The Mars Exploration Rover (MER) Opportunity landed on Mars on January 25, 2004. The rover was originally designed for a 90 Sol mission (a Sol, one Martian day, is slightly longer than an Earth day at 24 hours and 37 minutes). Its mission has been extended several times, the machine is still trekking after 11 years on the Red Planet.

How it has been working for 11 years? Can anyone explain hardware-related aspects and how smart this Rover is ?

I need to know how this rover is getting services on Mars regarding to hardware related issues?(if any hardware is not working properly, how it can be repair on the Red Planet?)

  • $\begingroup$ I'd be rather suprised if there are any AI elements at all. AI algorithms are very hard to test, can't be proven correct and you really don't want your robot to learn something wrong. It's also under close supervision all the time so it does not have to learn much. $\endgroup$
    – FooTheBar
    Sep 13, 2016 at 8:17
  • $\begingroup$ AI has nothing to do with it. It's all about robust electromechanical design for extreme environmental operation. $\endgroup$
    – Paul
    Sep 13, 2016 at 21:03
  • $\begingroup$ but how is it working too long ? why not affected by time and environment ? Those are the questions in my mind.. $\endgroup$ Sep 14, 2016 at 2:11
  • $\begingroup$ Here is the answer - x3.cdn03.imgwykop.pl/c3201142/… $\endgroup$
    – mactro
    Sep 14, 2016 at 7:30
  • $\begingroup$ Welcome to Robotics Abhishek Tandon, but I'm afraid that questions like this really aren't a good fit for a stack exchange site. We prefer practical, answerable questions based on actual problems that you face. Take a look at How to Ask and tour for more information on how stack exchange works. Also, the Robotics question checklist has good advice on how to write a good question. $\endgroup$
    – Mark Booth
    Sep 14, 2016 at 15:21

1 Answer 1


There are 2 main reasons why the MER is still operating long after it's 90 Sol planned lifetime.

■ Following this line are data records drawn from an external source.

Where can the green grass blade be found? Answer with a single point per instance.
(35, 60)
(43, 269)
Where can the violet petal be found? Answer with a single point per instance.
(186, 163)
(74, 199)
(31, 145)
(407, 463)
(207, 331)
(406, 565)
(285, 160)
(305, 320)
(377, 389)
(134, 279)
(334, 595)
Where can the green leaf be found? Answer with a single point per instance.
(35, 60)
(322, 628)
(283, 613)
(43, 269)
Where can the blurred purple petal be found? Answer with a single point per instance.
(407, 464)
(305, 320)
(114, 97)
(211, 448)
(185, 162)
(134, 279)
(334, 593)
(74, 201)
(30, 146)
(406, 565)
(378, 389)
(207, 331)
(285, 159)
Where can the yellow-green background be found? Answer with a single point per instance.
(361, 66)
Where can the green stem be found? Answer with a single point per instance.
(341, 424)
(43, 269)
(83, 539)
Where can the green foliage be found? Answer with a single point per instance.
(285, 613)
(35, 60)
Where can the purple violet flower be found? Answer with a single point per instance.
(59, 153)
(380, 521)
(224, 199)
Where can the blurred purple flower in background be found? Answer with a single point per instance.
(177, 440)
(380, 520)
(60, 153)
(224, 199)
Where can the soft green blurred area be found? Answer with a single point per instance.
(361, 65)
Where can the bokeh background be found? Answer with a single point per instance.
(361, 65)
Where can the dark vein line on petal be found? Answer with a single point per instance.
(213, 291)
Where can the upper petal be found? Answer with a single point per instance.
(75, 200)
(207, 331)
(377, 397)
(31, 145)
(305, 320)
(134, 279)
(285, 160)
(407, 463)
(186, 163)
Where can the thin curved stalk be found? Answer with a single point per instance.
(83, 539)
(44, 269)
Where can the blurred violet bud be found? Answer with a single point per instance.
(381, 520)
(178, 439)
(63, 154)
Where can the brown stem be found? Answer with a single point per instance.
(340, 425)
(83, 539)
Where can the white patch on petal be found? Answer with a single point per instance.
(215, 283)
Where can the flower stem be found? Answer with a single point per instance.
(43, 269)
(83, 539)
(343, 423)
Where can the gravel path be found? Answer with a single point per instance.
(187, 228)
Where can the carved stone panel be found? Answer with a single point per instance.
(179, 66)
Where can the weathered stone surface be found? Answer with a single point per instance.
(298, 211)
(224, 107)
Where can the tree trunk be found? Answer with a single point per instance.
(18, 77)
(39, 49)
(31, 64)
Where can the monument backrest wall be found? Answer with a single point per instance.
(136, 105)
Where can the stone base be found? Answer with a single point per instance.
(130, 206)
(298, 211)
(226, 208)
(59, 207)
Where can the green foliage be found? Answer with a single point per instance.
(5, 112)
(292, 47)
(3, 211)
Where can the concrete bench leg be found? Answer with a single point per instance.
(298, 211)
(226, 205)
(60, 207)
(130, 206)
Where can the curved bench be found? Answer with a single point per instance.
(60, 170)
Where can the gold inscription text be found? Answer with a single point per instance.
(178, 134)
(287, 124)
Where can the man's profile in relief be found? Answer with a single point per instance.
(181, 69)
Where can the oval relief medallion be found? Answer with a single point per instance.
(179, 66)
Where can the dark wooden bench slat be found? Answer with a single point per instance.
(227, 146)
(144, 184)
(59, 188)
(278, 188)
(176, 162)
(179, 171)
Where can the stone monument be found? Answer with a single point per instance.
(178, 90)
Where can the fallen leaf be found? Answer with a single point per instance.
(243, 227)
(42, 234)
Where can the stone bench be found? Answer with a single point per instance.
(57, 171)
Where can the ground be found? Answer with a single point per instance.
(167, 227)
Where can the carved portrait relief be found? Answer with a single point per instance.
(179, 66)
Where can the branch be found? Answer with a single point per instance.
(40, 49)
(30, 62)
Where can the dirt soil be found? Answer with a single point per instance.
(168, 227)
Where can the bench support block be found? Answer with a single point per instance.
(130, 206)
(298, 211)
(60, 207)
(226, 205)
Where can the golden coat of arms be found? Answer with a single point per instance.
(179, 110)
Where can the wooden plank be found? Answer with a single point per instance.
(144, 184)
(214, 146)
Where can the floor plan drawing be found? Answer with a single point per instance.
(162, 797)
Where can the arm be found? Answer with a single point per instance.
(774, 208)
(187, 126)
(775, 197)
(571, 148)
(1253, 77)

The first is political, strategic, and can be summarized as 'Under promise, over deliver'. When a PI (principal investigator) proposes a high-risk scientific mission like this, they always frame the goals of the project such that their project is viewed successful even when things go wrong. If you say that your project lasted 11 years and then failed, that is one framing. If you say your project lasted 10 years longer than it was designed for, that is another framing of the same information that sounds much better. You can find many NASA projects where things went very wrong but the project was still viewed as successful.

The second reason is statistical. It is difficult to truly understand the details of the quality of the components a machine is built from, and the conditions of operation that a machine will operate in. We can never know exactly how long a machine will operate before failing. But we can use prior experience and statistical calculations to get a pretty good estimate of how long a population of similar machines will operate before failure. A machine like the MER is very complex, and we apply the statistical analysis to each individual part, and all the combinations of the parts. In the end, it is likely that the design engineers actually had 90 Sol of operation as their goal. They would also have had a measure of certainty associated with that. Perhaps it was a 90% chance that the MER would last 90 Sol. Or perhaps it was 99.9%. The higher the certainty required, the more 'over design' is needed to guarantee that.

You can research the term 'design life' to understand better these hardware related aspects.